[Date Prev][Date Next]
Strange Pam-Ldap authentication issue
> Hi Joshua
> > Hello, I'm sorry I know pam/ldap integration is passe, but I've got a
> > strange problem. I've setup the padl libnss-ldap and pam-ldap, and
> Sorry, I missed that you did setup lib_nss.
> > everything seems to be working. I have all my user accounts imported
> > Ldap, and I've added one extra user account to LDAP (but not
> > in /etc/passwd) to test with. Here is what I can and cannot do:
> > - "finger test-user" works, and I get a listing of the shell, home
> > etc.
> Do you use the "normal" fingerd or the one from OpenLDAP?
I don't know, its the debian package of OpenLDAP, I don't know if it
replaces fingerd or not. In fact, as far as I can tell, I don't run
fingerd.
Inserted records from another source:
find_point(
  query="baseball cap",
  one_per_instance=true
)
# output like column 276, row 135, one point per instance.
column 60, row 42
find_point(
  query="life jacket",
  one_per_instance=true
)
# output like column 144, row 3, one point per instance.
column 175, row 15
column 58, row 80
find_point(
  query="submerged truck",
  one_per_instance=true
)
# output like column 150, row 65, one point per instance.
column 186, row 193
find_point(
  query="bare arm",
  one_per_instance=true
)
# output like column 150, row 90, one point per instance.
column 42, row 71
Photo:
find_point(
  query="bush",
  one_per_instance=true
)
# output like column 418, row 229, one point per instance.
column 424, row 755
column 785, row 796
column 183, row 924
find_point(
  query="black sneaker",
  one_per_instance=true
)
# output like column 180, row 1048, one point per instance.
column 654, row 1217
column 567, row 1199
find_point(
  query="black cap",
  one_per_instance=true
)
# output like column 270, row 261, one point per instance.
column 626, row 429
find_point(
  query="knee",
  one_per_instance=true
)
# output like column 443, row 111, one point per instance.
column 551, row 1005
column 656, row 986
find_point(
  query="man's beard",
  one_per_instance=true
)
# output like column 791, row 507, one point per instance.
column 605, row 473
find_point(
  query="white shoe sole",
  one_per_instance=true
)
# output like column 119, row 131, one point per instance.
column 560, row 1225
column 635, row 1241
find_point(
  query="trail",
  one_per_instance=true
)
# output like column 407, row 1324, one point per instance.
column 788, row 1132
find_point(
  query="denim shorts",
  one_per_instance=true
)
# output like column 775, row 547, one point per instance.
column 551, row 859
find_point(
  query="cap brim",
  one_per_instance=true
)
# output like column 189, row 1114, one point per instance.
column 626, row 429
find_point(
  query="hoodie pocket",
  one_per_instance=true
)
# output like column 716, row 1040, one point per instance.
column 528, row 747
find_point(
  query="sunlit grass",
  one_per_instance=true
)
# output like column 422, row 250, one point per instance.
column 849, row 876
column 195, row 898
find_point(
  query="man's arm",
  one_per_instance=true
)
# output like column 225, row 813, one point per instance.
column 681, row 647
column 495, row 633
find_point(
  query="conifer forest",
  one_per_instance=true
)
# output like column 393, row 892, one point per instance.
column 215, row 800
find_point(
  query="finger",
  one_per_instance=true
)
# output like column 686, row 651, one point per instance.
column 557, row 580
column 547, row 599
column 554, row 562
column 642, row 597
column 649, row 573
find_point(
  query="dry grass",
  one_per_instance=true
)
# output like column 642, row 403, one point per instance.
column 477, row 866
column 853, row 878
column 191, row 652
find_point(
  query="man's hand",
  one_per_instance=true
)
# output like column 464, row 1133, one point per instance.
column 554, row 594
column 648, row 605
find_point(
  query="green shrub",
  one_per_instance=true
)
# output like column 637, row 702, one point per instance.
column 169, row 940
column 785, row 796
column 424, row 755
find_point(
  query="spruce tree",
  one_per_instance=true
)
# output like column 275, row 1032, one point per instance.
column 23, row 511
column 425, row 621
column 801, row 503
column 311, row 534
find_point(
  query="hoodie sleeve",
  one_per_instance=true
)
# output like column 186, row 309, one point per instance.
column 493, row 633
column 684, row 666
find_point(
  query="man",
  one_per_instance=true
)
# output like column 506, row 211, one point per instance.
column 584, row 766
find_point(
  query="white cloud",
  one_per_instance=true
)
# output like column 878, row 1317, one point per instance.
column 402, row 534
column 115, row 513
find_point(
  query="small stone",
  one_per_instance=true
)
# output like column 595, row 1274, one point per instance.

Do you need fingerd for local finger lookups?
> > - "chown test-user testfile.txt" does NOT work.
> > logging in as test-user authenticates _IF_ I include the following line
> > in /etc/passwd:
> > test-user:x:2000:2000:::/bin/bash
> Remove this entry again, try a "getent passwd" and see is the ldap-only
> user shows up. This query will use nss for lookup. If test-user isn't
> included, then there's something wrong with your nss_ldap setup.
Everything for the test user is CORRECT when I run 'getent passwd', when
there is no record in /etc/passwd. I am truly stumped, because it seems
that nss_ldap is running ok...
Any suggestions would be greatly appreciated.